“Well.” Mrs. Parker thought it over carefully. “Well, I don’t think that it’s so bad. Rance took care of you and gave you an education. You’ve got to give him credit for that.”

“Oh, I do give him credit. But I’ll pay him back for all that.”

“If I know anything about Rance McCoy, he ain’t looking for pay. And it’ll take you a mighty long time to ever earn enough to pay him back.”

The next day was payday on some of the ranches, and, being Saturday, nearly all the cattlemen came to town. The Red Arrow Saloon was crowded with chap-clad gentry all day. Some of the boys would drop in at the Eagle, buy a round of drinks and go out, none of them offering to buck the games.

Jim Langley came in from the JML, bringing Jess Fohl and “Roper” Briggs, two of his cowboys. Langley was a well-built, dark-faced man, whose hair was sprinkled with gray. He was not a mixer, and seldom came to town. Chuck Ring swore that Langley had a “past.”

“Don’t talk much,” observed Chuck wisely. “Does a lot of thinkin’. And he packs his gun too handy for a feller that’s easy in the mind.”

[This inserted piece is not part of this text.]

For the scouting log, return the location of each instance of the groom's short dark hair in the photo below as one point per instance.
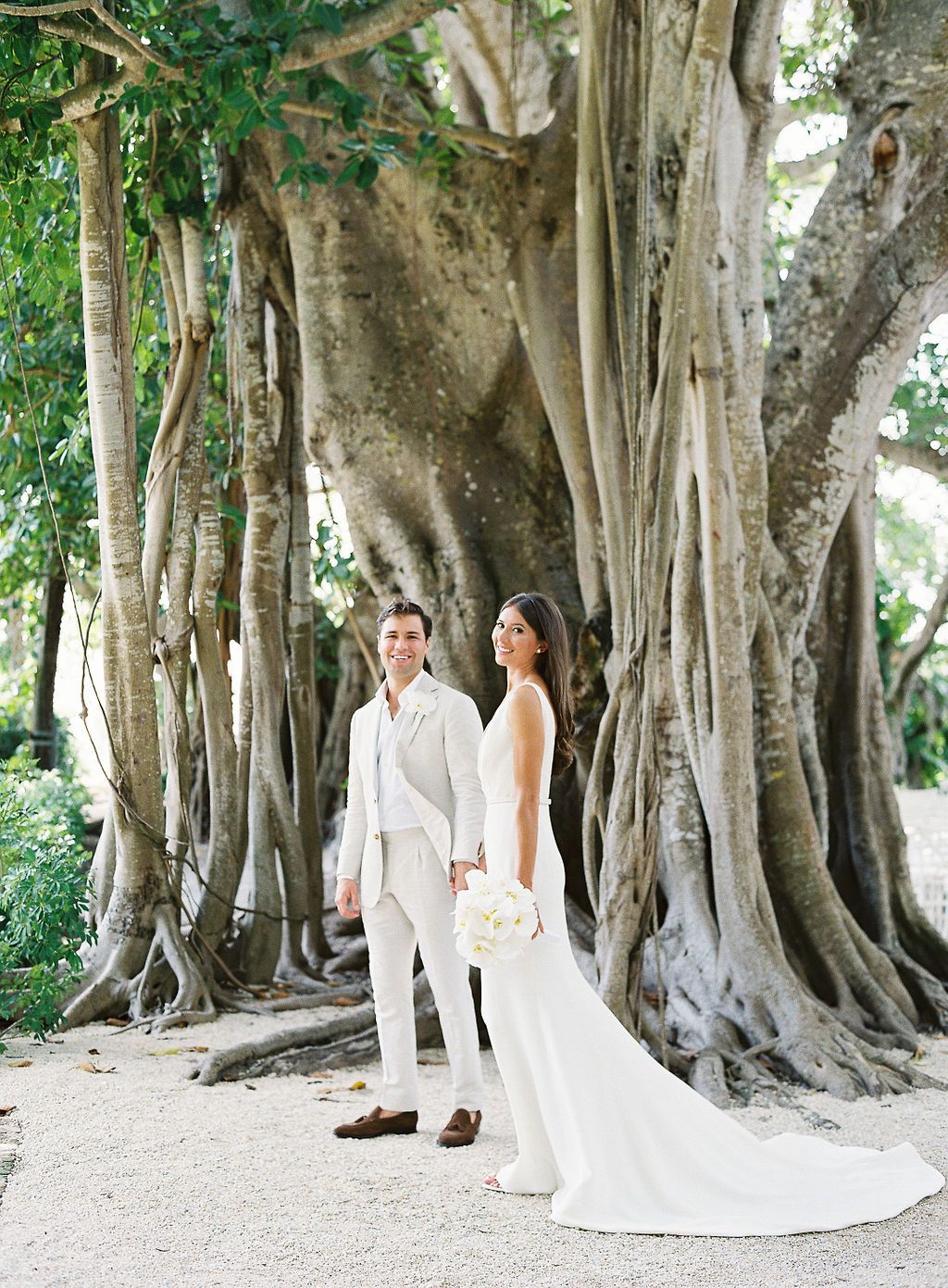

But there was nothing reticent about Fohl and Briggs. They were a tough pair, and they wanted it understood. Both were less than thirty years of age. Fohl was bow-legged, his head typically Prussian. Briggs was wry-necked, had little chin, and a pair of tiny blue eyes, which were so round that it gave one the feeling that here was a piece of human taxidermy in which the workman had inserted bird-eyes in a human head.

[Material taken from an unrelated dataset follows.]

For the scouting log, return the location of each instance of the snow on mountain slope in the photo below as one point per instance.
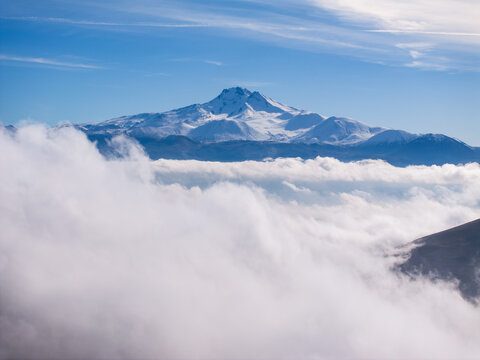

These three men had a drink at the Eagle, sized up the place curiously, and went over to the Red Arrow to find out the why-for of the boycott on the Eagle. And they found out. Several of the boys were just drunk enough to speak plain about Angel McCoy. Billy DuMond was there, drinking plenty, but keeping an eye on the front door and keeping his gun handy.

The lamps were already lighted when Langley and his two men came to the Red Arrow. The games were crowded.

“Well, is it true that Angel crooked the old man out of twenty-five hundred?” queried Langley, talking to those at the bar.